I was not even able to come out of the grief of Maa’s death,
that Baba, stopped my school, at that time I hardly had my senses and didn’t
say a thing. And another week passed and I heard Baba, discussing at the Tea
stall, about my marriage. I was just sixteen back then, and Baba decided on my
marriage. Where as in school even Masterni- Sahibaa told that this age is to
study to become something and I always wanted to be just like her teaching and
educating the girls like us who belong to small villages. Even the slightest
thought of marriage, started giving goose bumps all over my body. I was very
scared, about Baba asking me, actually not asking, just ordering me to get
married. I have been very scared of baba all through my life, I was unable to
even talk to him properly, it always used to be Maa, who took care of my
wishes, who even fought with baba for me. Rejecting on his decision of getting
married this early, was just out of question for me to do.
And finally the day
came, when he told me that a Man is going to come and see me the next day. I
started shivering, he just went out to the tea stall, uttering that “whatever
I’m doing is just for your own good”.
And the next day a Man aging around 40 came, I was just
shocked that he will be the one, Baba told that he is a very rich Zamindaar.
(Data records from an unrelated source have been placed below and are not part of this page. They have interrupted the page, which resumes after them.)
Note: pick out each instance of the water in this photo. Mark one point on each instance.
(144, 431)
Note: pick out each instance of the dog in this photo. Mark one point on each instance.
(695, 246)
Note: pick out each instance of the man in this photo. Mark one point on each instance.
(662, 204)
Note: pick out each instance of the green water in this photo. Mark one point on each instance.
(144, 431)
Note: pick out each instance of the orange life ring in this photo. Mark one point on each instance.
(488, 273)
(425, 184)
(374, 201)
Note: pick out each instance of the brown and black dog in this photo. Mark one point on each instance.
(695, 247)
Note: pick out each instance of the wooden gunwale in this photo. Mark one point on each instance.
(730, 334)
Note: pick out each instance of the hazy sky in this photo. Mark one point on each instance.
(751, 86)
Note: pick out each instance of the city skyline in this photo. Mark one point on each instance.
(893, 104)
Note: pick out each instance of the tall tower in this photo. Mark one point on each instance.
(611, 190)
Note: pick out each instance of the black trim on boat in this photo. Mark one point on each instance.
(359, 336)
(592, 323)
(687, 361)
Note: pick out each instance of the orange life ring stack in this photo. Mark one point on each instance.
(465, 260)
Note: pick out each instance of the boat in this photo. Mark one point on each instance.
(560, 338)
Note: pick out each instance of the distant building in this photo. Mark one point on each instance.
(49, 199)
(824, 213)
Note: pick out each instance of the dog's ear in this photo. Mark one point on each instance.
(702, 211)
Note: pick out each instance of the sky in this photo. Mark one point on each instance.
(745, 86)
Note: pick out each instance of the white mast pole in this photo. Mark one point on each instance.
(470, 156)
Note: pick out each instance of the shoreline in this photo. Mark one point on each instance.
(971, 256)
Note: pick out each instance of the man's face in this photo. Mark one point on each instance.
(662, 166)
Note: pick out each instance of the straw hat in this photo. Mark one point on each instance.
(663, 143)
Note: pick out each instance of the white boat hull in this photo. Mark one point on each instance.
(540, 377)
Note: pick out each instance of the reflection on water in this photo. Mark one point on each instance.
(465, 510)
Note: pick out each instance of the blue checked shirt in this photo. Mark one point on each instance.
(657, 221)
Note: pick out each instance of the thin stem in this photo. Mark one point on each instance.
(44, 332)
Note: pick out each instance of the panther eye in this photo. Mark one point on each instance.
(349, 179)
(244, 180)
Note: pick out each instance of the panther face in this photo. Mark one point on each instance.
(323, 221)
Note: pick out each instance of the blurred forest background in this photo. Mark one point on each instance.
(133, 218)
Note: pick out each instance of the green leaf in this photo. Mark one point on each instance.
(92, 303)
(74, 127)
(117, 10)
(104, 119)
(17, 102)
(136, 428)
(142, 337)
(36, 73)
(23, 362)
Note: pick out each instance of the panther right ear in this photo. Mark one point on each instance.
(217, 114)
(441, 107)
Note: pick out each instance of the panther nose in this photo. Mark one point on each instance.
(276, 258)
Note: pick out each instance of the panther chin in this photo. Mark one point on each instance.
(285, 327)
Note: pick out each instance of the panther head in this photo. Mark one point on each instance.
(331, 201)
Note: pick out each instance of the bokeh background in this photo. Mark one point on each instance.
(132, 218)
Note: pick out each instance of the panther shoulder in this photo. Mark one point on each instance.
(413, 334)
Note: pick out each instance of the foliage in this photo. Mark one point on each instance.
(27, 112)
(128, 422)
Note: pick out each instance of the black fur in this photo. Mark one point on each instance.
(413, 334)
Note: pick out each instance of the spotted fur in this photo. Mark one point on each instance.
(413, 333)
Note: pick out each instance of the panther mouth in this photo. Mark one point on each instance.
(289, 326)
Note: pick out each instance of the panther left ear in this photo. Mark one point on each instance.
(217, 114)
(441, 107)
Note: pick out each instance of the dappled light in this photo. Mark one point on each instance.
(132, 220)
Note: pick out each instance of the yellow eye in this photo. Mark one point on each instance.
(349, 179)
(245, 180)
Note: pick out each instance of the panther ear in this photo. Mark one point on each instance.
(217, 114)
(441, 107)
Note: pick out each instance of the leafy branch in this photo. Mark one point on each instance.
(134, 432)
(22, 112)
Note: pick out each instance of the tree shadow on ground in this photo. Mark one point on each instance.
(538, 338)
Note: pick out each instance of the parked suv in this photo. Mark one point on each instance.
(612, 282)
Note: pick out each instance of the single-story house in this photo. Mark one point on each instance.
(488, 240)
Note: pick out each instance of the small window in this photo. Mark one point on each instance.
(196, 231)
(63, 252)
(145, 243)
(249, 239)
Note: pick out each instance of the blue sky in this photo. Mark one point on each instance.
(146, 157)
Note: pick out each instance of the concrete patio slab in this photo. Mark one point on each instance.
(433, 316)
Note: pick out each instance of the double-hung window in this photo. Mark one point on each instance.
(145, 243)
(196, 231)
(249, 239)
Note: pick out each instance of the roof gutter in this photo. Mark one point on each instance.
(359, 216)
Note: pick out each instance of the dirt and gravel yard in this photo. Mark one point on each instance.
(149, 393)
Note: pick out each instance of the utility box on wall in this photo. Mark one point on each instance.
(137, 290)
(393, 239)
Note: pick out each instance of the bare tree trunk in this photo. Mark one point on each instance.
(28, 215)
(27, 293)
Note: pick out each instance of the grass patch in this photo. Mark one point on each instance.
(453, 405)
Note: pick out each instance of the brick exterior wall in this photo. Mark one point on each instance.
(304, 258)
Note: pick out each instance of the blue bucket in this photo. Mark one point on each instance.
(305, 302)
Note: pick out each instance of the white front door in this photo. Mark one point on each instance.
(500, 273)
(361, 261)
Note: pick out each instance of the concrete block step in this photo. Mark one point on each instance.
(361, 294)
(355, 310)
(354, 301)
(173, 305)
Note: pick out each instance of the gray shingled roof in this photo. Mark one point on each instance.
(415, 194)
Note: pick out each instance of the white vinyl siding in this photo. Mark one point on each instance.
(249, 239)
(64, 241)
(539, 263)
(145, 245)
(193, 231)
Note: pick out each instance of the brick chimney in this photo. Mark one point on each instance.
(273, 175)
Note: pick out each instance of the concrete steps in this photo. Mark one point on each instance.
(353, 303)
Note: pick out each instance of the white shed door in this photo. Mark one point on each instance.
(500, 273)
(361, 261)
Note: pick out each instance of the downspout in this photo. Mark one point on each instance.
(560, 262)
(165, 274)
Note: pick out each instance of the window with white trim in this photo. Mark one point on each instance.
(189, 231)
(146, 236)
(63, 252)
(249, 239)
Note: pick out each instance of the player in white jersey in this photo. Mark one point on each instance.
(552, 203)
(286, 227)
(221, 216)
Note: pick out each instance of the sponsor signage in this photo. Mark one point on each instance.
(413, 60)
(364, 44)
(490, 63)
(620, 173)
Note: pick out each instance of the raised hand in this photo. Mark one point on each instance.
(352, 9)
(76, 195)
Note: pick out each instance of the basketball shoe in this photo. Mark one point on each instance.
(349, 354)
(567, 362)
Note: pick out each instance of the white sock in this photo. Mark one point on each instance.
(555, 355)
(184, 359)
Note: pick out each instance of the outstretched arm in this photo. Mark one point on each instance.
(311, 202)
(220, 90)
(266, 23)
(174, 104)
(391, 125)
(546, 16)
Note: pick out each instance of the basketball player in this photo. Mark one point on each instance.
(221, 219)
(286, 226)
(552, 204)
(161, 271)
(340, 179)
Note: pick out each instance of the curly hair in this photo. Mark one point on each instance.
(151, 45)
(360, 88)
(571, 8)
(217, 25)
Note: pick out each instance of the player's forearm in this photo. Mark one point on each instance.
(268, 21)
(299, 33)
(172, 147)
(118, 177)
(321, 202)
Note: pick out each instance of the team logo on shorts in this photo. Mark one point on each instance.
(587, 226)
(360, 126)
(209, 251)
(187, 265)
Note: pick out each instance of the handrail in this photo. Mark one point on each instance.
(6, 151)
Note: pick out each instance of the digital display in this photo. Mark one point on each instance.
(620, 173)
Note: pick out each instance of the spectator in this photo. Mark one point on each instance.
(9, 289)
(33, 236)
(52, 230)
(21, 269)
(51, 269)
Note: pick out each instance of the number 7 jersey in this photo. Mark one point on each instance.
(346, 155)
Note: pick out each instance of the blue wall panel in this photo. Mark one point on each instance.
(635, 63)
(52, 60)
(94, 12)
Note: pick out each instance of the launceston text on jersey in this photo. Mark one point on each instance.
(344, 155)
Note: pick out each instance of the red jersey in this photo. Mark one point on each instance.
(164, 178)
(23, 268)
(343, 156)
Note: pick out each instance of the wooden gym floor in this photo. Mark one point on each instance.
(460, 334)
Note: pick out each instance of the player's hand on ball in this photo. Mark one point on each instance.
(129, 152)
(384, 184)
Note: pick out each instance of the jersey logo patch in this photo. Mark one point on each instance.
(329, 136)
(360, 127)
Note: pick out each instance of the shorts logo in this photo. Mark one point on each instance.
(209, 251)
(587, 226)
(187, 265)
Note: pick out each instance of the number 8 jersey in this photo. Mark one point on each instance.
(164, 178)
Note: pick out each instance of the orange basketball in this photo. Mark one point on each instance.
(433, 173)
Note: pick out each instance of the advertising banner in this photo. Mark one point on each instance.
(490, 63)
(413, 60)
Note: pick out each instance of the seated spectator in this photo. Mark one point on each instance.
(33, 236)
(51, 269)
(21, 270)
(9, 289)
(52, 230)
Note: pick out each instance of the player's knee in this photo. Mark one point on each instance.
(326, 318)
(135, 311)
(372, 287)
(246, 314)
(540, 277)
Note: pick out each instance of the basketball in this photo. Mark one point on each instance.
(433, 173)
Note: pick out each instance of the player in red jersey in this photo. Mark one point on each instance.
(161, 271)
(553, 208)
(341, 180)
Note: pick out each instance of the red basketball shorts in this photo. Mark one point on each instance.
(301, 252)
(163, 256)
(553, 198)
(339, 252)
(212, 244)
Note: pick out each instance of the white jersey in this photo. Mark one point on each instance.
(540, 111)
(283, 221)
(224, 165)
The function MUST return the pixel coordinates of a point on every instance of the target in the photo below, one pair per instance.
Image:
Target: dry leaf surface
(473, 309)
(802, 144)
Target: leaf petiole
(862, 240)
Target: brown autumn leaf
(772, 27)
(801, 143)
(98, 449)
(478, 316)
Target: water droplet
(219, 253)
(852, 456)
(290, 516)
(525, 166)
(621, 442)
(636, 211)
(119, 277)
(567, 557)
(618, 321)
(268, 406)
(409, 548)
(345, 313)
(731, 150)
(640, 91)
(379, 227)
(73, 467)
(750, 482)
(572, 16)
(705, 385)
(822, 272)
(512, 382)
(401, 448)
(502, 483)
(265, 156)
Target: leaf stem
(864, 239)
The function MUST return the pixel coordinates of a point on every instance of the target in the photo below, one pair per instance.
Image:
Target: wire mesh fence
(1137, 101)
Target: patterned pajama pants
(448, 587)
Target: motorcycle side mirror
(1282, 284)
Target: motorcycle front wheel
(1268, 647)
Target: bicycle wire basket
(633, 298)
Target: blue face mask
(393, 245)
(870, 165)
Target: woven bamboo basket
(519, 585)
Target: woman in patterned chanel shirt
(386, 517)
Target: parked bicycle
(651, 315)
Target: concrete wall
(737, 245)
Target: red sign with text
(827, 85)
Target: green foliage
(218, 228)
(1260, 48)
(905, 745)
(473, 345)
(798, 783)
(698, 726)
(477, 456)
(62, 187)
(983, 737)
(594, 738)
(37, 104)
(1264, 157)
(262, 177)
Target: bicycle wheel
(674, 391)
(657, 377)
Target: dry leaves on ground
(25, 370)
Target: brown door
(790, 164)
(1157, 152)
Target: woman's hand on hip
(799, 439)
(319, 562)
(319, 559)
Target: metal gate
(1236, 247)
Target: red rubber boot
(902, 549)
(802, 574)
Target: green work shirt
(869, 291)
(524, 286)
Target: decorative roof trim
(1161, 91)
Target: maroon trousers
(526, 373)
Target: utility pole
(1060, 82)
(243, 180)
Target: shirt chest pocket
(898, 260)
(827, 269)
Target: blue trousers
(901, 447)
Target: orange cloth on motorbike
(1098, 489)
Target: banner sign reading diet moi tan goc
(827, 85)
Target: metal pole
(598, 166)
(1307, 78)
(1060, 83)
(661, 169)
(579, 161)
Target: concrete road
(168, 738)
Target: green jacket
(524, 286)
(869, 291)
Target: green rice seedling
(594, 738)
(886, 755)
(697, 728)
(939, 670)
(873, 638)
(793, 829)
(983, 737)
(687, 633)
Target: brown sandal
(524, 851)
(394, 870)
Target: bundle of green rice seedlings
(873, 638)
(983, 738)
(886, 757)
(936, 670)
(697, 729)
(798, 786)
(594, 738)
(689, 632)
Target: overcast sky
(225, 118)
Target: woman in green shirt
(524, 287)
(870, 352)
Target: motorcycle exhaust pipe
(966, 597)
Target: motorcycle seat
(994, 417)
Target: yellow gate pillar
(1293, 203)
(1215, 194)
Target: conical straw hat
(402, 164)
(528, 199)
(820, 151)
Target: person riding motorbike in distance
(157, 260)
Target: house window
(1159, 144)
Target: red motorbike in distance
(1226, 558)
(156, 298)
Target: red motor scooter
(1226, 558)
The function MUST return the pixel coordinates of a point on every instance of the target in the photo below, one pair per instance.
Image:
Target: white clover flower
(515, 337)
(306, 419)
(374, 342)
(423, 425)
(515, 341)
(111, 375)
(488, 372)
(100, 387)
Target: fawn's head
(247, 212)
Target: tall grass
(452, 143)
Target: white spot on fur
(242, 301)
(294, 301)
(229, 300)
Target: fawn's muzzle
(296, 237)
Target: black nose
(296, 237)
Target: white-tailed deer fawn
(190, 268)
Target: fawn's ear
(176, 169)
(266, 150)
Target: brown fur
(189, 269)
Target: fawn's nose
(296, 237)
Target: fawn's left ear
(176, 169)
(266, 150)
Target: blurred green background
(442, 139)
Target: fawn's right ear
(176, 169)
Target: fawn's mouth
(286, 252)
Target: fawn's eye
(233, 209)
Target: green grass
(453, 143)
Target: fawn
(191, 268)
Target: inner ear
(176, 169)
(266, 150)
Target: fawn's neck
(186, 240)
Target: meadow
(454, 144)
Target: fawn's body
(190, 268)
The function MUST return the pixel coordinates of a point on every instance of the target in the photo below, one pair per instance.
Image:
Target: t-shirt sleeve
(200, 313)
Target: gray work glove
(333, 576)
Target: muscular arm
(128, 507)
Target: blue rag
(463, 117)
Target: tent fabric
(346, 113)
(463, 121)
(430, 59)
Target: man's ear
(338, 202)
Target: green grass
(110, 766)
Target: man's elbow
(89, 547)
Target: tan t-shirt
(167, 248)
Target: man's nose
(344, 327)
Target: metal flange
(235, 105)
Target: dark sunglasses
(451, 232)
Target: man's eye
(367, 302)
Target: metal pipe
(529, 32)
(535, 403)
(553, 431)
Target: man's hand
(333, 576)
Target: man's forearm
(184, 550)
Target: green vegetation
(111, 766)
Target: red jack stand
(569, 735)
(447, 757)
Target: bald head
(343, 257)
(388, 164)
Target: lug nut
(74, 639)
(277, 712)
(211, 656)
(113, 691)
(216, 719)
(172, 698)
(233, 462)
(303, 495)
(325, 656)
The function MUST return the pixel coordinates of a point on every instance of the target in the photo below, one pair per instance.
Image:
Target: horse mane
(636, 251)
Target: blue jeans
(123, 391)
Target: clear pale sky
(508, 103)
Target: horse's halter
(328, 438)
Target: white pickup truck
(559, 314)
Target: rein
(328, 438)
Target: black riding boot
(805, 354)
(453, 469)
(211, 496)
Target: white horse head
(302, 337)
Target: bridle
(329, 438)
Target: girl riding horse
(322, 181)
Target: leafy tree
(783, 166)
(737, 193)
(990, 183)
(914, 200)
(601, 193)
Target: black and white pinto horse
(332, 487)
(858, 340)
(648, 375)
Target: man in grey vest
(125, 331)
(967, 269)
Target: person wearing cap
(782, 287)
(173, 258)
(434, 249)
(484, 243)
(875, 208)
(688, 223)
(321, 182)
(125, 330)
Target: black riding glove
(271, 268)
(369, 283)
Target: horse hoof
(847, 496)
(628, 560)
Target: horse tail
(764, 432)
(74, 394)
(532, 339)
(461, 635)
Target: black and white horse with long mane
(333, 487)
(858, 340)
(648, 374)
Latter I got to know that he had been married earlier and had two sons from the
ex-wife. They decide for my marriage in the end of the year. I stopped thinking
of my life as my own, just left the strings in the hands of the world and the
society. And they got me married to a person even more than twice my age, and I
like a dummy followed all the rituals. They say a girl after marriage leaves
one home and decorates another, for me after Maa left me none of the homes
served any purpose. And this new home, it was just impossible to manage, my
husband and the sons had no attachment to me. I was just like a showpiece and a
thing to shed off anger for my husband. He was a chronic drinker and it took
his life within 6 months of our marriage and to my shock I had no grief, I was
just relieved and came back to baba’s once again. Baba now feels guilty on his
decision and blames himself for the worst that happened in my life. I had lost
any interest in life.
Then one day I saw you sitting at the tea stall, sharing
your views on the social issues which have been pertaining from ages in the
small villages like ours. I just started admiring you, I saw you as a young
independent girl talking very confidently among the bunch of males about her
own views. And all my dreams just came back to my mind for a moment when,
yesterday I came at the window to look at you. But my dreams can never be my
reality.”
I dropped her back
home assuring and we decided to talk to Kaka for starting on her education
again, and I assured her that everything will be fine.
Thinking of her aggrieved eyes and the painful story, I
thought of so many Girjas living in so many small villages in our country who
are just doomed to embrace their destiny without their consent and my heart
sank low for all of them,
बाबुल मोहे राजा घर ना
दीजो ,
मोहे राज- पाढ़ ना
भाये...
बाबुल मोहे ज़मींदार घर
भी ना दीजो ,
मोहे धन- धान्य ना
भाये ...
बाबुल मोहे सुनार घर
भी ना दीजो,
मोहे जेवर- जवाहरात ना
भाये ...
बाबुल मोहे लोहार घर
ही दीजो,
जो मोरी जंजीर पिघलाए
...
मन के पिजरे में लगे,
मोरे ताले
तुडाये …
पिंजरे से निकल उड़
चलु,
में भी उस नील गगन की
ओर ,
सुना बहुत है बारे में
जिस के,
पर जंजीर तले देख जिसे
ना पाई कभी ...
बाबुल मोहे लोहार घर
ही दीजो,
जो मोरी जंजीर पिघलाए
…
जो मोरी जंजीर पिघलाए
...
And later we were able to convince Kaka to start on Girja’s
education again.
Although this Girja somehow got another chance.
But being on the
other side of wall, the question poses on all of us that how many such Girjas
we would stand up to save? Sadly enough the question yet remains unanswered,
although we call our self an independent Nation since 1947.